Monday, 25 April 2011

Dancing girls and music clubs


The sound man is chewing his gum. He is sitting to the left of you. He is browsing the Internet, looking for a birthday present for his new girlfriend, or else is trying to shrug off his sleep. His control desk looks like an abandoned tomb. The sound quality is piss poor; you’re getting a feeling there are thousands of wasps playing detuned, distorted electric guitars. Ear-flogging. Then there are all these girls. The girls are ready to dance to anything, even to Mozart’s Requiem. The girls are having fun, you can’t blame them. The person sitting with you is shouting something into your ear, but he might as well be shouting filthy insults: you can’t hear him. You’re looking at the bass player; you’re afraid that if he moves to the left he might actually kick the vocalist off the stage. The vocalist who is already sitting on the cymbals, not allowing the drummer to show all he can. You think you’re going deaf, because the break-filling “Twist And Shout” by The Beatles sounds like a barely audible lullaby…

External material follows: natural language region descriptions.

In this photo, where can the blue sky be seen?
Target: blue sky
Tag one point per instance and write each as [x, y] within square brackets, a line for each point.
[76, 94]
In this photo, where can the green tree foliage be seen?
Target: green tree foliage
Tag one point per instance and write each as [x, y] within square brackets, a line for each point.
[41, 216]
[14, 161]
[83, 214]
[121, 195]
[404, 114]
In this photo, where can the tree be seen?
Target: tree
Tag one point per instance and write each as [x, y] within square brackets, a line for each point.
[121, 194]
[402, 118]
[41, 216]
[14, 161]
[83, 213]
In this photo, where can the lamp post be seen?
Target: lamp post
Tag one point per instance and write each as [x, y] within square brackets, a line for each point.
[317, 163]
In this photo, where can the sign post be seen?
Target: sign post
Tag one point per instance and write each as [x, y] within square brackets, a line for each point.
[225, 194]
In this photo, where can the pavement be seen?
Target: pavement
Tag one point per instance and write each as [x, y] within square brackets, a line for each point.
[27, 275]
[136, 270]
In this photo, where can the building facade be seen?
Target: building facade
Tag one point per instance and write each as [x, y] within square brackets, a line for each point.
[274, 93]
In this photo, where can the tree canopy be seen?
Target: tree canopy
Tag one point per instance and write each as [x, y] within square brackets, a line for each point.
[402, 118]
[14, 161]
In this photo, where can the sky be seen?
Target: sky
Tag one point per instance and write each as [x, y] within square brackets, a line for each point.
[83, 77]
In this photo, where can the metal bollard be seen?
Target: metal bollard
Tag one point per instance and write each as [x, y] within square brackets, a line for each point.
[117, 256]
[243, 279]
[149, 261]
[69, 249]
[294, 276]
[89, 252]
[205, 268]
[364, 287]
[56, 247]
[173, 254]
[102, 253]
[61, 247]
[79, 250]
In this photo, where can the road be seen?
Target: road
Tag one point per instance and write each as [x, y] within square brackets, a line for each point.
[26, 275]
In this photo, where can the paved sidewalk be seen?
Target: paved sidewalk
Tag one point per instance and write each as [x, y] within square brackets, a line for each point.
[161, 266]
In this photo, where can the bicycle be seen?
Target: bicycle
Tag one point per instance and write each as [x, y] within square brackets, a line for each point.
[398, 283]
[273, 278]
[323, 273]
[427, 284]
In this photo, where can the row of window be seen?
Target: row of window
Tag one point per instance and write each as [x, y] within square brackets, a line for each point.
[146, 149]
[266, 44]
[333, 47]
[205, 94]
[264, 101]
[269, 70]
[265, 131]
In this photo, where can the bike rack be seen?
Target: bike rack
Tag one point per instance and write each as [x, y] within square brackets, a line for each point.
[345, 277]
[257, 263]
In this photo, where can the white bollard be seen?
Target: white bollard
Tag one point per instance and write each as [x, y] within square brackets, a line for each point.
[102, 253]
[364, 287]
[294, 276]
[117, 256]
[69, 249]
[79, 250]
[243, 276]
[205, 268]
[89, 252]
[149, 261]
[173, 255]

It might sound weird, but in a music club you admire the bad bands. The ones who can’t write a tune and come up with a half-new riff and make you hit a dancing girl because you can’t see the whole stage. You admire them. The good ones? Not so much, because however good they are, they are still quite bad. You are all right, boys, and your covers make sense, but sorry, I don’t have time for you – see you later when you are through with your apprentice job. 

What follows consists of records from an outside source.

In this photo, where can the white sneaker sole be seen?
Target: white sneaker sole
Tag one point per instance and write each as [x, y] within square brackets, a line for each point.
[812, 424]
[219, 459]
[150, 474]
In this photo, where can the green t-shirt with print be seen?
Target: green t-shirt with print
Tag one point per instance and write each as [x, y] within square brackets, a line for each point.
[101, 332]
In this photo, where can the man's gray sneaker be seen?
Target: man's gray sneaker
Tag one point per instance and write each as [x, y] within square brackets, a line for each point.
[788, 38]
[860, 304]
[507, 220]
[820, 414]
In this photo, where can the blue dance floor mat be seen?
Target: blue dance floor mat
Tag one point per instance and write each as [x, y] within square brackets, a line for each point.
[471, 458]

But it’s the genuinely awful buggers who you admire. The ones who look like clueless victims of a wicked cut-and-paste game involving random copies of several music magazines. But their looks are still the last thing on your mind: in fact, the more preposterous they look, the better (total absurdity might bring some edge to the whole proceedings). So why the admiration? Well, the bassist is doing his job; the guitarist can play a muffled solo or a muffled riff as well as anyone under the circumstances; the drummer is ravishing his kit like there’s no tomorrow; the vocalist has half the microphone inside his mouth. They are clearly giving it all – I almost want to cry. They don’t have time for drugs, to say nothing about finding birthday presents for their girlfriends – they are forever stuck in their rock’n’roll basement jamming or composing or just blasting well-tested covers. I love them. Because they are no good but refuse to believe it. Because they still think some godsend manager is sitting in the darkest corner of the club looking for a band to sign. Because, as Martin Amis put it in London Fields, you never write for no one. There’s always somebody watching you: mother, God, Shakespeare, friend. 

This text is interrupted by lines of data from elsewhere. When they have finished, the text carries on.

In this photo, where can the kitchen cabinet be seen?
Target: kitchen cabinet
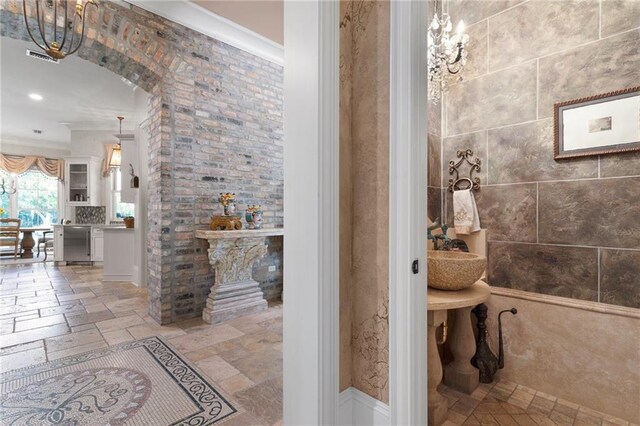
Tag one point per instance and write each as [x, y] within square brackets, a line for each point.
[58, 243]
[97, 245]
[82, 181]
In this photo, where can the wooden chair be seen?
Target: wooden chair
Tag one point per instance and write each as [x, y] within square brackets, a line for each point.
[42, 241]
[10, 234]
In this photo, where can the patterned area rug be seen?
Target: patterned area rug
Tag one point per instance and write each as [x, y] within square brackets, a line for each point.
[136, 383]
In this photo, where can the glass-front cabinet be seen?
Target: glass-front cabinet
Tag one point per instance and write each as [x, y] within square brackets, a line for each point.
[82, 181]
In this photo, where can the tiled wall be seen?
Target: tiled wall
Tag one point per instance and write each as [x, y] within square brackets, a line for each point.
[364, 186]
[569, 228]
[215, 125]
[91, 214]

So what are you expecting when the doors shut behind you and you enter the dim playground for those who want their music in the rawest form? A Tom Waits impersonation? A band ripping off The Zombies? Brit-pop revivalists? The fact of the matter is, it doesn’t really matter what you’re expecting. You are not going to get it anyway. There won’t be any subtlety, mercy, or clarinets ; amazingly, there won’t be any difference between Waits-worshippers and an Oasis tribute band. Music club sound is not for your ears: it’s a punch in your stomach, it’s a kick in your teeth. They’re all well-rehearsed Jackson Pollocks of modern rock, and there’s a big possibility they will all sound like fucking Evanescence. 

But music clubs are still worth it, and you’re always glad to be there. Waiting for a miracle, for a revelation, willing to take on the Devil himself. I know: they will come, they will make a brief soundcheck, they won’t say a word, they will play your new favourite song. And the sound man will choke on his gum, and his girlfriend will dump him. And those girls, what about them? Oh let them dance. I want them to keep dancing. Even to Mozart’s Requiem

After an eventful few hours in a music club, you walk home shattered, broken, wanting more – but definitely not now. Not today. Sometime in the future, maybe, when a Luke Haines will hit the stage to be cherished by all those next generations to come.